Anti-money laundering and combating of the financing of terror policies (AML/CFT) have created pressure for institutions to be uniformly risk-averse. As a result of mixed messages and imprecise guidelines from the Financial Action Task Force (FATF), along with a chilling effect from enforcement actions and fines on large financial institutions, banks are engaging in “de-risking” by ceasing to engage in any activity with organizations or individuals that a seen to be higher risk.
Industry fears of enforcement action are not unwarranted. Over the last 15 years, both the number and value of AML-related fines have increased in both the US and the UK. The number of fines issued by US regulators has followed a sharp upward trend while the amount of those fines has increased as well.
The report highlights four key areas that are most drastically impacted:
- The Money Transfer Organization Sector – a decline in MTO activity negatively affects the migrants who want to send money home (remittances) and those families who rely on that money, which amounts to more than three times foreign aid.
- Non-Profit Organizations – NPOs’ effectiveness is being limited and this hurts vulnerable people in post-disaster and conflict zones, who often rely on this aid for the most basic of human necessities.
- Small- to medium-sized firms in poor countries – Correspondent banking relationships and trade finance in some corridors are tightening. As a result, local banks no longer have the means to provide substantial credit to regional firms.
- Regulators – As risk-aversion practices constrict the legitimate methods for MTOs and NPOs to operate, individuals are turning to less transparent methods, which creates greater risk in turn.
Impact on Remittances and Humanitarian Aid
Several large banks have withdrawn completely from the remittance sector over the past few years. As a result, money transfer operators in the US and elsewhere are facing difficulty opening or maintaining bank accounts. Drivers of this trend include the fact that most remittances flow to global hot spots, and remittance companies have become known as inherently risky despite the compliance procedures they have implemented. Any decrease in remittance flows could have a serious impact on poverty, as these money transfers are “one of the most critical sources of finance for developing countries,” the report states.
NPOs have also felt the sting of the global de-risking trend, a hurt that trickles down to the vulnerable populations they serve around the globe. De-banking of NPOs has been accompanied by de-risking by donors and sometimes NPOs themselves, as they withdraw from the most high-risk areas of need. The report notes that the withdrawal of banking services by one bank “has a knock-on effect as other banks follow suit” and some banks have admitted in correspondence that they won’t transfer funds to NPOs they perceive to be “Islamic,” even if the transfers do not involve sanctioned countries or entities.

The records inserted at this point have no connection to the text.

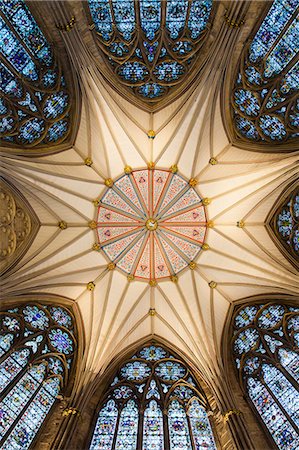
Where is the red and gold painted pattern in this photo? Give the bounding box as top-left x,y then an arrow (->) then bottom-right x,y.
96,168 -> 207,282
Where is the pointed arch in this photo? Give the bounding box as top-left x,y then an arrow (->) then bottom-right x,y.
0,0 -> 78,154
88,341 -> 218,449
230,296 -> 299,449
266,179 -> 299,271
0,295 -> 82,449
225,0 -> 299,152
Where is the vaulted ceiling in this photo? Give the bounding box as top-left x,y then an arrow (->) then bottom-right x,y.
1,0 -> 298,411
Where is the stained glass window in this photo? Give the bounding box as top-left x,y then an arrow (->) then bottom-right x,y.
0,0 -> 72,149
87,0 -> 213,105
232,302 -> 299,449
89,343 -> 217,449
0,302 -> 77,449
231,0 -> 299,147
267,183 -> 299,270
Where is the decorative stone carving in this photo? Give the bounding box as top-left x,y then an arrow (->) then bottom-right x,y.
0,178 -> 39,276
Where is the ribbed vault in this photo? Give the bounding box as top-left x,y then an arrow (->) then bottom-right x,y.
0,1 -> 298,449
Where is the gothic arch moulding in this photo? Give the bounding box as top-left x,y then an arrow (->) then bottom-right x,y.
0,0 -> 80,156
222,0 -> 299,152
0,294 -> 84,450
225,294 -> 299,450
0,177 -> 40,277
265,179 -> 299,271
84,0 -> 218,111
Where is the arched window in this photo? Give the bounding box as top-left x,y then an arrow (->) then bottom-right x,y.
266,182 -> 299,270
0,302 -> 77,449
230,0 -> 299,149
89,343 -> 217,450
0,0 -> 73,150
232,302 -> 299,449
86,0 -> 213,107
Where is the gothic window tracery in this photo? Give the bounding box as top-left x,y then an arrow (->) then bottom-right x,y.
230,0 -> 299,149
266,182 -> 299,270
232,302 -> 299,449
0,0 -> 73,150
86,0 -> 213,108
0,302 -> 77,449
89,343 -> 217,449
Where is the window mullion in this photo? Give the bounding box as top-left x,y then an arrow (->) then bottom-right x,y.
163,407 -> 171,450
0,371 -> 45,447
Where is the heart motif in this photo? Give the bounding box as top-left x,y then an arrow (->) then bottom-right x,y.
104,230 -> 111,237
105,213 -> 111,220
141,265 -> 148,271
192,212 -> 199,219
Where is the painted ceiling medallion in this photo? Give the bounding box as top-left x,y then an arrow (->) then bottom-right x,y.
95,168 -> 207,281
87,0 -> 213,109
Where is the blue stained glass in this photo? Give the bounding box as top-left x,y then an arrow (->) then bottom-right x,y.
263,364 -> 299,428
1,315 -> 20,331
113,385 -> 133,399
280,62 -> 299,94
234,89 -> 260,116
2,377 -> 60,450
89,0 -> 113,41
0,0 -> 52,65
140,0 -> 161,40
48,328 -> 73,354
43,91 -> 68,119
259,115 -> 287,140
245,66 -> 262,85
153,61 -> 184,82
166,1 -> 188,39
0,98 -> 8,114
48,357 -> 64,375
293,195 -> 299,217
46,119 -> 68,142
109,42 -> 129,57
233,328 -> 259,355
115,400 -> 138,449
144,41 -> 158,62
278,207 -> 293,237
266,89 -> 286,109
264,16 -> 299,78
118,62 -> 149,82
137,83 -> 166,98
49,306 -> 73,329
264,335 -> 283,353
23,305 -> 49,330
146,379 -> 160,399
0,333 -> 14,357
142,400 -> 164,450
139,345 -> 167,360
243,357 -> 260,375
0,363 -> 45,436
168,399 -> 192,449
18,118 -> 45,144
293,228 -> 299,250
89,400 -> 118,449
188,0 -> 213,39
188,399 -> 217,450
235,116 -> 259,140
278,348 -> 299,382
0,348 -> 30,393
249,0 -> 298,63
0,63 -> 22,97
290,112 -> 299,127
42,70 -> 58,88
234,306 -> 258,328
257,305 -> 285,329
155,361 -> 186,381
18,92 -> 38,112
0,115 -> 15,133
0,16 -> 38,81
121,361 -> 151,380
247,377 -> 299,450
112,0 -> 135,41
173,40 -> 193,55
172,385 -> 194,401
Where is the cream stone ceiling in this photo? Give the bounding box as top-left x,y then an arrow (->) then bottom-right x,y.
1,0 -> 298,410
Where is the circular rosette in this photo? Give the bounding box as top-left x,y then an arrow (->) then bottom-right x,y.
48,327 -> 74,355
95,168 -> 207,281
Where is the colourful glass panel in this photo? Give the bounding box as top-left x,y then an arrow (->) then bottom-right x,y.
115,400 -> 138,449
232,0 -> 299,145
96,168 -> 207,281
121,361 -> 151,381
168,399 -> 192,449
247,377 -> 299,449
234,305 -> 259,328
139,345 -> 167,361
2,378 -> 60,450
0,0 -> 71,147
48,306 -> 73,329
87,0 -> 212,103
233,328 -> 259,355
278,348 -> 299,382
188,399 -> 217,449
22,305 -> 49,330
48,328 -> 74,354
142,400 -> 164,450
0,348 -> 30,393
89,400 -> 118,450
155,361 -> 186,381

In the interest of creating greater transparency and cooperation, the CGD offers five key recommendations that public officials, particularly FATF and the Financial Stability Board, should undertake: further assess the unintended consequences of AML/CFT and its enforcement; generate better data and sharing of data; strengthen the risk-based approach (RBA); improve standards of good practice and low risk indicators; and facilitate identification and lower the cost of compliance.